In this example multiple files are configured to be downloaded. This example extends the configuration from the above example to download two additional files. It also sets the URL prefix to add when indexing the documents and sets a 10 second timeout for connection to the SFTP server.

Field Parameter 1 Value

File name

2

myfiles\myXMLFileToIndex2.xml

File name

3

myfiles\otherXMLfileToIndex.xml

Store URL

(not applicable)

https://example.com

SFTP server connection timeout

(not applicable)

10

Funnelback requires all indexed documents to have a URL. If the document will be split later (for example, a JSON file converted to XML then split along an X-Path), each record will get its own URL based on the settings you configure when splitting and thus this URL of the overall document doesn’t matter. If not supplied, a dummy URL will be used <data source name>/<datafile name>. This configuration will prefix all the stored documents with https://example.com resulting in the documents being stored with the following URLs:

https://example.com/myfiles/myXMLFileToIndex.xml
https://example.com/myfiles/myXMLFileToIndex2.xml
https://example.com/myfiles/otherXMLfileToIndex.xml

Example: Use public key authentication to download a single file

This configuration is similar to the previous example, but uses public key authentication instead of password authentication. The private key file must be stored in the conf/plugin-configuration/sftp directory of the data source.

Enter the following into the corresponding fields when setting up your plugin:

Field Value

SFTP server host

my.ftp.server.com

SFTP server port

5022

SFTP user name

myUserName

SFTP authentication type

PUBLIC_KEY

SFTP password / private key passphrase

******

SFTP private key file

Upload the private key file from UI

SFTP public key file

Upload the public key file from UI

File name

myfiles\myXMLFileToIndex.xml (with Parameter 1 set to the value 1)

File MIME type

text/xml

Change log

[1.2.1]

Fixed

  • Correct the file name from id_rda.pub and id_rda to id_rsa.pub and id_rsa.

[1.2.0]

Added

  • Added the SFTP Public Key Authentication feature, allowing users to authenticate SFTP connections using public key authentication instead of passwords.
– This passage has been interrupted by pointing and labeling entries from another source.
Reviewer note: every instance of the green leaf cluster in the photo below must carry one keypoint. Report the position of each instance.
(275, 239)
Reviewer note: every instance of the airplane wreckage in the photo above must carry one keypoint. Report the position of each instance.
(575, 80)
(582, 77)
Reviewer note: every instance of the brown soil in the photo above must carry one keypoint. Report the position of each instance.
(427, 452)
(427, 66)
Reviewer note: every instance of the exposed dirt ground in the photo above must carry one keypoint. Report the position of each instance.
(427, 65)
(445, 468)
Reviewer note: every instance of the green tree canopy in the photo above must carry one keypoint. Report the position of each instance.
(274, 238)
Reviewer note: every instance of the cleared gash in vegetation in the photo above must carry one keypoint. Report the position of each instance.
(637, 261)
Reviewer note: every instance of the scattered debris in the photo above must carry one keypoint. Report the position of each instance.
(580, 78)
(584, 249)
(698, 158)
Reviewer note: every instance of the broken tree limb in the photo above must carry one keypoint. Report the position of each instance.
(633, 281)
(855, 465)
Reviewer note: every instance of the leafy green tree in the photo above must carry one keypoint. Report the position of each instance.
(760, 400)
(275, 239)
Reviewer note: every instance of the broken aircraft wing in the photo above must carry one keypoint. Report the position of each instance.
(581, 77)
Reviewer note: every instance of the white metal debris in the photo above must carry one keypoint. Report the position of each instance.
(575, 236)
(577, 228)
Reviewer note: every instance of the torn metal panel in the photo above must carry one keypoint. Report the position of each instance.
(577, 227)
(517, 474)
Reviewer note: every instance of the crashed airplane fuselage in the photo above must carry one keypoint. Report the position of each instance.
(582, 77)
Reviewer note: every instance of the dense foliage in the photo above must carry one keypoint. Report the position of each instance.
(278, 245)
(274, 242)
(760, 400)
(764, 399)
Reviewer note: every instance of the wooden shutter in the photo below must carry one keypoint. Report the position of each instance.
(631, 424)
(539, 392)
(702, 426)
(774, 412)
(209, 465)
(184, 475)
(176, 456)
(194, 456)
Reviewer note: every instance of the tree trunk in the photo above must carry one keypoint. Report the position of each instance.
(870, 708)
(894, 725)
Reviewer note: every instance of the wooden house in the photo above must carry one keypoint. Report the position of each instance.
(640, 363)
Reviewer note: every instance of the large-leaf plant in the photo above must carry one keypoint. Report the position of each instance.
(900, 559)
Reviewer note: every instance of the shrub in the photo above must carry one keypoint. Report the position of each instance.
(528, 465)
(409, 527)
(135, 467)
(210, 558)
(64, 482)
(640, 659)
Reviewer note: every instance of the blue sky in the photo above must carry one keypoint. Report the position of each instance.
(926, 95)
This enhances security and flexibility in managing SFTP connections.

Changed

  • Replaced the JSch library from com.jcraft to com.github.mwiede to support the latest SSH protocol versions and improve compatibility with various SSH servers.

  • Upgrade the JUNIT version to 5.9.3 to ensure compatibility with the latest testing features and improvements.

  • Replaced the test with TestContainer to ensure the tests run in a consistent environment, improving reliability and reducing flakiness.

[1.1.0]

Changed

  • Updated to the latest version plugin framework (Funnelback shared v16.20) to enable integration with the new plugin management dashboard.